2.1.2 Synthesis of 3,3′-oxybis(2-azidopropan-1-ol) (5). Compound 5 was obtained by hydrolysis of acetoxy group in compound 4 (1 g, 1 equiv., 3.33 mmol) using Dowex 50wx8 (500 mg) and methanol (10 mL) as a solvent. The reaction was stirred for 12 h at 50 °C. After 12 h Dowex was filtered out and the methanol was evaporated. The compound was obtained as a viscous liquid (0.498 g, 90% yield).

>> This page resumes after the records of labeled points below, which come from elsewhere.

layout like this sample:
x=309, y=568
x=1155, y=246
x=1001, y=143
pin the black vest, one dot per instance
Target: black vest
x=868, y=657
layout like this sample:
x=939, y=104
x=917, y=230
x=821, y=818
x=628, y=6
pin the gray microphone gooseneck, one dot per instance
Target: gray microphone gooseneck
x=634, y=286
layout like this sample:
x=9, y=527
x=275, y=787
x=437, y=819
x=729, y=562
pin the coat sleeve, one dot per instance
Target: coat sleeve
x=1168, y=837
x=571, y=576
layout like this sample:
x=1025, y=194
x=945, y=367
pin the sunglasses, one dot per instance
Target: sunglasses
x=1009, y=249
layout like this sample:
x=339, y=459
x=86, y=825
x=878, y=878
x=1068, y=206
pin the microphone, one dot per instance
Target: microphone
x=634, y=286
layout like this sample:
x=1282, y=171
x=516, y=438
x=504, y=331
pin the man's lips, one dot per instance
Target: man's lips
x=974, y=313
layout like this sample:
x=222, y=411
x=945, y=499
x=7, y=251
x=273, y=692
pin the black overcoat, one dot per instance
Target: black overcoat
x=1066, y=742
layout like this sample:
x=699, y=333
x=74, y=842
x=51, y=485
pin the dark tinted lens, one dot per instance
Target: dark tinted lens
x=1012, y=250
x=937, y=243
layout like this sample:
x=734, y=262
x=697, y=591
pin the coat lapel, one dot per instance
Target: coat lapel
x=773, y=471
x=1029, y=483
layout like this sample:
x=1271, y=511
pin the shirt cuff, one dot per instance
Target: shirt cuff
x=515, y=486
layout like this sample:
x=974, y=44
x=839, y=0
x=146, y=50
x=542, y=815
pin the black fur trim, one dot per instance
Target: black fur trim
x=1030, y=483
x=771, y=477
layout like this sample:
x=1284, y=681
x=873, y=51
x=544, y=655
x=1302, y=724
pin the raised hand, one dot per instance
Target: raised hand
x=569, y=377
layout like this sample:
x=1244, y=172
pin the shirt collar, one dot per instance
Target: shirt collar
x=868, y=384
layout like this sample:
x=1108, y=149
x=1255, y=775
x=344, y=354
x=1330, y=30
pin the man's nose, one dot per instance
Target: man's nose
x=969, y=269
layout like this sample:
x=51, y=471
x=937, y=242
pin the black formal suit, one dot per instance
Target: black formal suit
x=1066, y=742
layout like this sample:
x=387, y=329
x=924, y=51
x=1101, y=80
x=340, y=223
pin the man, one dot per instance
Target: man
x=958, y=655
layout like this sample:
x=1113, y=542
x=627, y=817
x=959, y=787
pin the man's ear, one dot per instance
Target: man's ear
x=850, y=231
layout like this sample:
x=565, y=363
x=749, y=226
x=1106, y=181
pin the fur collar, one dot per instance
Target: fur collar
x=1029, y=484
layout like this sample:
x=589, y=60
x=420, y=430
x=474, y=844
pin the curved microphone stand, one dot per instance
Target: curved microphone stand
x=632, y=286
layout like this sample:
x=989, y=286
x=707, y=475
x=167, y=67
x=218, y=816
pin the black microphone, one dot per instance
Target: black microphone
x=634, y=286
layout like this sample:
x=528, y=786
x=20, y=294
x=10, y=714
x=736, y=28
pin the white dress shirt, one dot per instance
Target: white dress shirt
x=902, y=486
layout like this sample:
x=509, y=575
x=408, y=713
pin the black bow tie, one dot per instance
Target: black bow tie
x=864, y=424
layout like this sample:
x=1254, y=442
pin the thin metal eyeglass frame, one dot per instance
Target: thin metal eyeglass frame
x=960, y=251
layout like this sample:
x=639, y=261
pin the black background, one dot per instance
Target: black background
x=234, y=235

2.1.3 General procedure for the synthesis of oxybis(2-azidopropane-1,3-diyl)didodecanoate (6)/oxybis(2-azidopropane-1,3-diyl)dipentadecanoate (7). To the stirred solution of compound 5 (300 mg, 1 equiv., 1.39 mmol) and dodecanoic acid/pentadecanoic acid (610 mg/721 mg, 2.2 equiv., 3.04/3.01 mmol) in anhydrous dichloromethane (5 mL), N-(3-dimethylaminopropyl)-N-ethyl-carbodiimide hydrochloride (EDC·HCl) (3 equiv., 798 mg, 4.16 mmol) was added followed by addition of 4-dimethylaminopyridine (DMAP) (1.2 equiv., 203 mg, 1.63 mmol) at 0 °C. The reaction mixture was stirred at 25 °C for 12 h. After completion of the reaction DCM was evaporated under reduced pressure and the crude product so obtained was extracted with ethyl acetate (3 × 50 mL). The organic layer was dried over anhydrous sodium sulphate and then the solvent was evaporated and the compound was purified by column chromatography using a mixture of ethyl acetate and hexane to yield the target compound.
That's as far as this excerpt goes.